UIUC offers many classes for students interested in sustainable agriculture. If you are a faculty member and would like to add a class or a more detailed description of one of the classes already of the list, please e-mail mmcewen2@uiuc.edu.
NRES 104: Intro to Env Social Science
This class offers UIUC undergraduates an opportunity to study how local, UIUC connected CSA’s use sustainable and humane practices to produce competitive, usually organic, food and communities. Every spring semester, since 2003, it connects more than sixty UIUC NRES students to the local Common Ground and Fruited Plain CSA communities through lectures; group discussions and ethnographic field visits. Based on these learning strategies, students consistently experience local CSA’s as places of participatory production and a viable, ecologically responsible, alternative to the consumption and command driven models of industrialized food production and trade.
CHLH 199: Champaign Food Systems
This class explores the local food system from top to bottom -- where the food comes from, how much it costs, who buys what from whom. With field trips, guest lectures and self-directed learning, students experience first-hand the role local food can play in the system. This is a service learning course and each student provides 30 hours in service to the CU community food system during the semester.
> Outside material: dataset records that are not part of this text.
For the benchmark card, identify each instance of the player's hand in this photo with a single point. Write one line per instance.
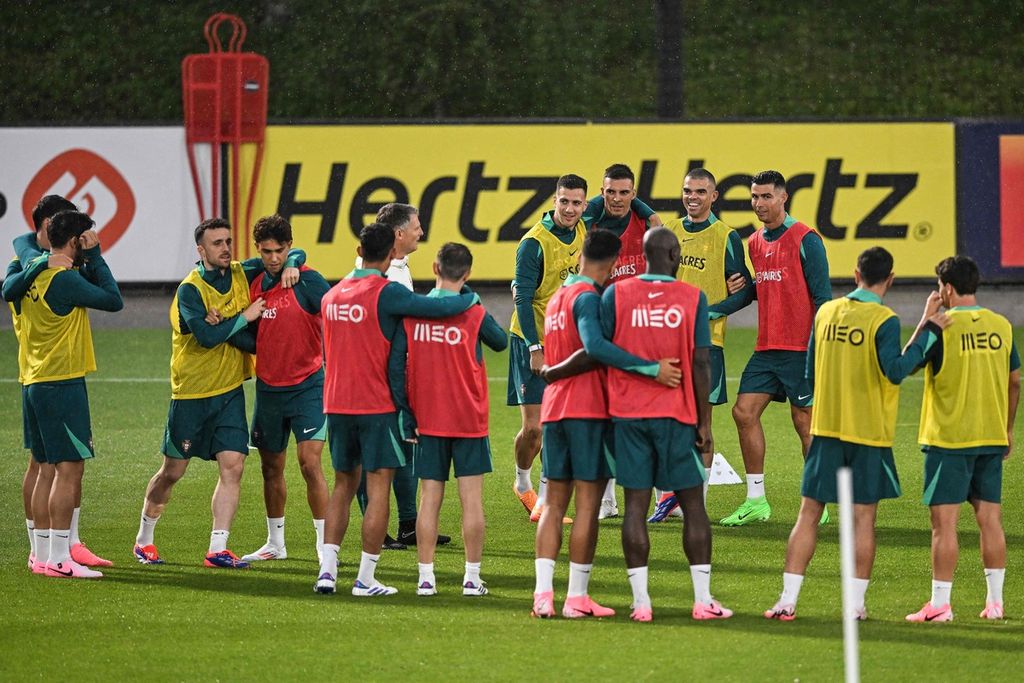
(289, 278)
(735, 283)
(58, 261)
(255, 310)
(669, 373)
(89, 239)
(537, 361)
TSM 311: Humanity in the Food Web
The human food web is the complex network of technologies, environments, people, and social institutions that produces, processes, and distributes the world's food supply. Students will study the food webs of the past, present, and future and will explore various human roles, including their own, in the global technology-environment-society-food system. Course topics include domestication, mechanization, urbanization, the green revolution, biotechnology, food safety, the environment, and appropriate technologies for developing countries.
ACE 398: Food Law
An introduction to the legal and political dimensions of food law, policy and trade. Examines current issues in food regulation including biotechnology, organics, fair trade, health labeling claims, obesity litigation, food safety, "veggie libel" and products liability litigation. Discusses food regulation in other countries within the context of international treaties such as the World Trade Organization, United Nations and Codex Alimentarius.